Nunca esqueci essa situação, que aconteceu tempos atrás.
Aquele
sujeito não é exceção. Não falta quem veja por aí a necessidade de “consertar”
o País. Quem o quebrou? Os “comunistas”, a partir da década de 1980. Os mais
fanáticos – e ignorantes – teimam em afirmar que o Brasil era idílico lá atrás,
durante a ditadura militar. Não há informação nem argumento que os demova:
trata-se de uma questão de fé. E fé passional, sem concessões à razão.
Com
a pandemia do Covid-19, o repertório de crenças se ampliou. Agora, creem que o
vírus é algo criado pelos chineses; as medidas restritivas são invenção dos
comunistas que querem quebrar a economia; e a cloroquina é a solução mágica
para o mal. O “mito” deles – Jair Bolsonaro – encarna a sabedoria que se bate
contra o logro.
Hoje
(17) essa gente promoveu mais uma manifestação lá em Brasília. Vão minguando.
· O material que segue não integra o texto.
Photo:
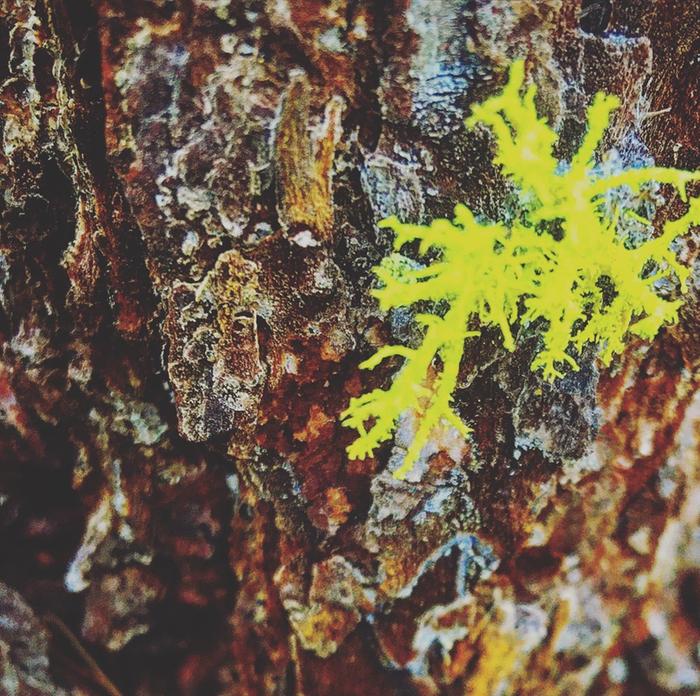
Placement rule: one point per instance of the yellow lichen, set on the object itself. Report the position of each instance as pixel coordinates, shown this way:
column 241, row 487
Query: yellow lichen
column 586, row 284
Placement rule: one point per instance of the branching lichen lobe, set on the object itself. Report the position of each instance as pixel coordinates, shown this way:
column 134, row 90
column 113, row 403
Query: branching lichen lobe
column 518, row 272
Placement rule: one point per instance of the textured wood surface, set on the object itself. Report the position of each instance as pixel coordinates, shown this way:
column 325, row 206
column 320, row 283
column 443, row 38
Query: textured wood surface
column 188, row 222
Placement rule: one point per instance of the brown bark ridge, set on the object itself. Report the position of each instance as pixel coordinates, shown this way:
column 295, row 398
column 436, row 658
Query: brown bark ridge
column 190, row 191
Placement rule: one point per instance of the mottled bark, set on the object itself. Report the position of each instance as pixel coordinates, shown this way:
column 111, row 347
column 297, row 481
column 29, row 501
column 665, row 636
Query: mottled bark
column 190, row 197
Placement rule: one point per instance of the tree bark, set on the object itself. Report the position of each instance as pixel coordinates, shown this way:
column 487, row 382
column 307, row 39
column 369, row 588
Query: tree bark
column 190, row 197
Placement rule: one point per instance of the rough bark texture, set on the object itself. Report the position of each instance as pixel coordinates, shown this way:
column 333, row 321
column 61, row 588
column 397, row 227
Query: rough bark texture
column 190, row 192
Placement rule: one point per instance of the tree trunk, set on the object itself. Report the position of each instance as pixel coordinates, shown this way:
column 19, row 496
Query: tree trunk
column 190, row 197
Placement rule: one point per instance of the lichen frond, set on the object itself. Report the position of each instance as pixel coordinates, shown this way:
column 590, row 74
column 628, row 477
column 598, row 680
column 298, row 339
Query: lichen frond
column 501, row 274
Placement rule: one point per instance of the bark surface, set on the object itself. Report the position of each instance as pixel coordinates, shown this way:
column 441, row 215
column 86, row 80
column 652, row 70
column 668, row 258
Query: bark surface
column 188, row 222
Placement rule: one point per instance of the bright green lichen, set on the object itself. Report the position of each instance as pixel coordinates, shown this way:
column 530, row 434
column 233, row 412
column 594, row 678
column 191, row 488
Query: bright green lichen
column 587, row 284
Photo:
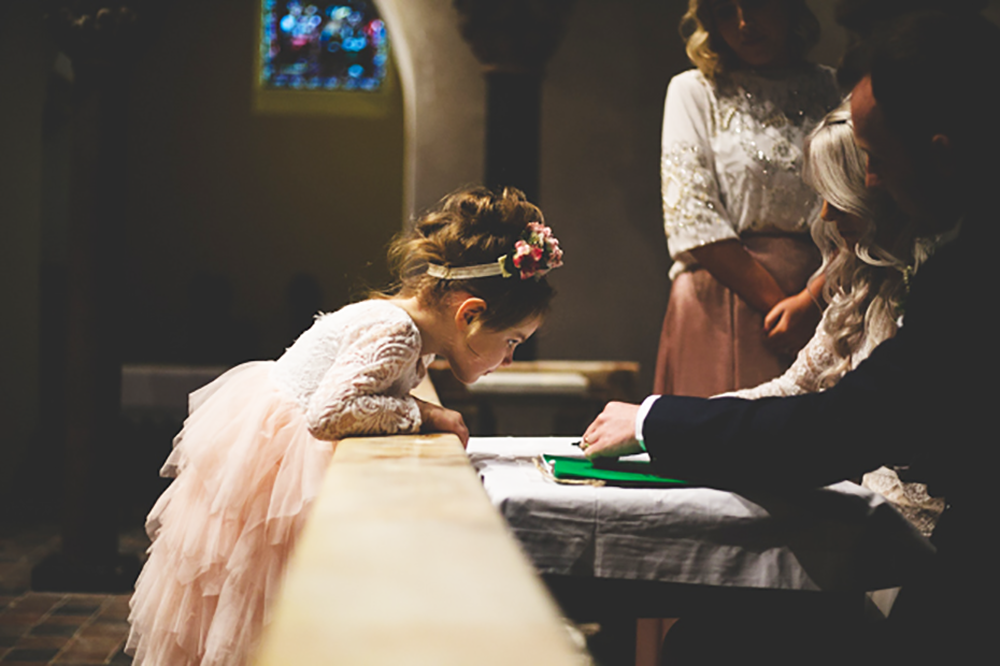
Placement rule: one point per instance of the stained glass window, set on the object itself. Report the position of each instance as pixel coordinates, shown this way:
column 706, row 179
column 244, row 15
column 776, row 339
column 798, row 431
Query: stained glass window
column 331, row 46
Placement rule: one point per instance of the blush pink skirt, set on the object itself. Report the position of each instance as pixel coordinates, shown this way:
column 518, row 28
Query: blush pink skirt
column 247, row 471
column 712, row 340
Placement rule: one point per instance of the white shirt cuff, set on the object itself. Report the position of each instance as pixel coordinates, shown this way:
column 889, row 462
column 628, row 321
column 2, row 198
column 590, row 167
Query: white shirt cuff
column 640, row 418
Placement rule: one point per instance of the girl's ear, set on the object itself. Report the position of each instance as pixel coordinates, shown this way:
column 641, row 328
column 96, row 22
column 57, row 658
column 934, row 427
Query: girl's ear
column 468, row 311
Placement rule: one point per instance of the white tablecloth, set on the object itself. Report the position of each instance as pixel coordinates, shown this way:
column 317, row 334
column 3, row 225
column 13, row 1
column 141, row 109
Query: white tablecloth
column 839, row 538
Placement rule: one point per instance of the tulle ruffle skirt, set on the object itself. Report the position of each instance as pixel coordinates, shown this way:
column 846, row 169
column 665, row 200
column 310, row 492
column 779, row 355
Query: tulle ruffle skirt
column 246, row 471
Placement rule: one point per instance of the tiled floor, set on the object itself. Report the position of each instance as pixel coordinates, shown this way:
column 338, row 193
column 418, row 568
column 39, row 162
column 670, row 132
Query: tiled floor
column 40, row 628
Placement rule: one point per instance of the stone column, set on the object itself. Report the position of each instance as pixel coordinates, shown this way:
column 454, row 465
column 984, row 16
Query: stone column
column 513, row 40
column 102, row 43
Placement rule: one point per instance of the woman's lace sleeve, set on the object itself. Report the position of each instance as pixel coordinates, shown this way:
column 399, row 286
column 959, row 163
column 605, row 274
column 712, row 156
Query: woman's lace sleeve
column 366, row 390
column 693, row 212
column 801, row 377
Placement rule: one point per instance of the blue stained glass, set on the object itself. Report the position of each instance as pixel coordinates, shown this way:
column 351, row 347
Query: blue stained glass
column 323, row 46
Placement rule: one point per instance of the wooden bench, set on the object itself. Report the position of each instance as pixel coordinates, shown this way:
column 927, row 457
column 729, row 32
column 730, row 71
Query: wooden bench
column 405, row 561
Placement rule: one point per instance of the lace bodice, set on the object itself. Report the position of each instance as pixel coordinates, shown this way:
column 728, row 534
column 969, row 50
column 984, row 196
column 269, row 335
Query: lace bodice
column 732, row 155
column 353, row 370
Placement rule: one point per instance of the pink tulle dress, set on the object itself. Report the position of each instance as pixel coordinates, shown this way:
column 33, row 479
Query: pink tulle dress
column 247, row 465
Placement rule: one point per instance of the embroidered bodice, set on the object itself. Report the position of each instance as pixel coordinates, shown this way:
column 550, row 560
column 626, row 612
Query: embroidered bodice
column 353, row 370
column 732, row 155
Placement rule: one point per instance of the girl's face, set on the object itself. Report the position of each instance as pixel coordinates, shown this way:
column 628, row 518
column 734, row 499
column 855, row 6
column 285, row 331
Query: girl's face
column 850, row 227
column 479, row 350
column 756, row 30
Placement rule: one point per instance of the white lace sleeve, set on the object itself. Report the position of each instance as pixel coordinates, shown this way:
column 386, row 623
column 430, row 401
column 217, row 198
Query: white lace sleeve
column 693, row 211
column 801, row 377
column 363, row 392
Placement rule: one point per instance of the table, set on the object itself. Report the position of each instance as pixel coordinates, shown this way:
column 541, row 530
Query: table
column 615, row 555
column 840, row 538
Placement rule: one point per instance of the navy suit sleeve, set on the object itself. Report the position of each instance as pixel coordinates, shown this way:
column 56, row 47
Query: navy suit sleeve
column 904, row 405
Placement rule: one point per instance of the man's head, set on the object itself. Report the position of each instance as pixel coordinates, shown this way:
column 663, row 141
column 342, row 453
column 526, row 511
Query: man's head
column 925, row 114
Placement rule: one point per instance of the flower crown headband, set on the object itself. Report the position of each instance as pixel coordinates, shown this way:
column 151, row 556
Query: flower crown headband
column 536, row 253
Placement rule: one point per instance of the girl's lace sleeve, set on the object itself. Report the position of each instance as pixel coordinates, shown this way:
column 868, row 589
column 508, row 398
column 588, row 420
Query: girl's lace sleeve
column 693, row 212
column 801, row 377
column 366, row 390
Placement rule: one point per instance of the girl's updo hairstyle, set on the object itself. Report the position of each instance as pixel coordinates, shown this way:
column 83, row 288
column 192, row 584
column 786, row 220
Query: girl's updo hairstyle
column 709, row 52
column 470, row 227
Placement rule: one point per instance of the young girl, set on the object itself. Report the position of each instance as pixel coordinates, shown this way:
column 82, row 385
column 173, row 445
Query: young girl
column 251, row 456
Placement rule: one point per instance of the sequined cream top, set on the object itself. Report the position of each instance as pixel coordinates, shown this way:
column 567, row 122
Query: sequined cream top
column 732, row 155
column 353, row 370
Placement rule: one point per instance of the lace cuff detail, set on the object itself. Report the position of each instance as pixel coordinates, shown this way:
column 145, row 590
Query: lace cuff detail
column 362, row 393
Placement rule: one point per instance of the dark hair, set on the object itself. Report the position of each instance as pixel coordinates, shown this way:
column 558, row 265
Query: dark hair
column 935, row 73
column 466, row 228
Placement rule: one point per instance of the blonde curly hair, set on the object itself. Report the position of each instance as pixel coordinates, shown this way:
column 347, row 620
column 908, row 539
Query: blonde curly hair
column 864, row 287
column 709, row 52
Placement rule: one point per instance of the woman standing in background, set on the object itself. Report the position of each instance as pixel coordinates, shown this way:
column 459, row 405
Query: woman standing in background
column 736, row 212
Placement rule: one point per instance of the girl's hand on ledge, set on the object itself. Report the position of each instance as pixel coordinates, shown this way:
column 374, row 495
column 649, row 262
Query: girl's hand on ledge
column 434, row 418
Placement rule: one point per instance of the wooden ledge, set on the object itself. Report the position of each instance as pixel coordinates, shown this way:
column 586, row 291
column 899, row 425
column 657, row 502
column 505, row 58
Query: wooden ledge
column 405, row 561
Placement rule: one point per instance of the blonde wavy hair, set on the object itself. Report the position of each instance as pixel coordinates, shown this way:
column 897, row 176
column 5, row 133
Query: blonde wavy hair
column 709, row 52
column 865, row 288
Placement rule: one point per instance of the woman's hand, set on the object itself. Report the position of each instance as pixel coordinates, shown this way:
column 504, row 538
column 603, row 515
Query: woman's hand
column 791, row 323
column 612, row 434
column 434, row 418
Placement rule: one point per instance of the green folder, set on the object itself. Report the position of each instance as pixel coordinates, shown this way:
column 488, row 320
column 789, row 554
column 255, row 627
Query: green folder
column 610, row 471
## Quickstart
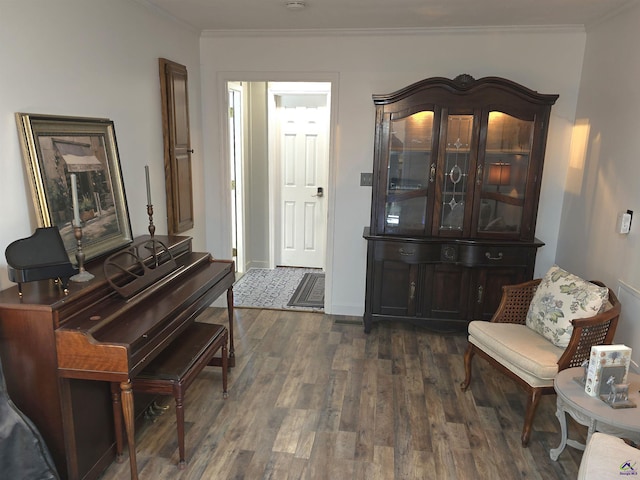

Não apenas por lá, mas no Brasil inteiro. Nem todo mundo se dispõe – mesmo
entre os que votaram no “mito” – a se sujeitar a tamanho vexame e
constrangimento. E nem todo mundo quer se arriscar a morrer, contrariando as
orientações médicas. No momento de insensatez que o Brasil atravessa – são
epidemias paralelas, de Covid-19 e de insanidade – o mais recomendável é, de
fato, ficar em casa.
Mesmo
que, por aí, não falte quem repita a ladainha adotada desde que a
extrema-direita se assanhou até chegar ao poder:
–
Tá tudo errado!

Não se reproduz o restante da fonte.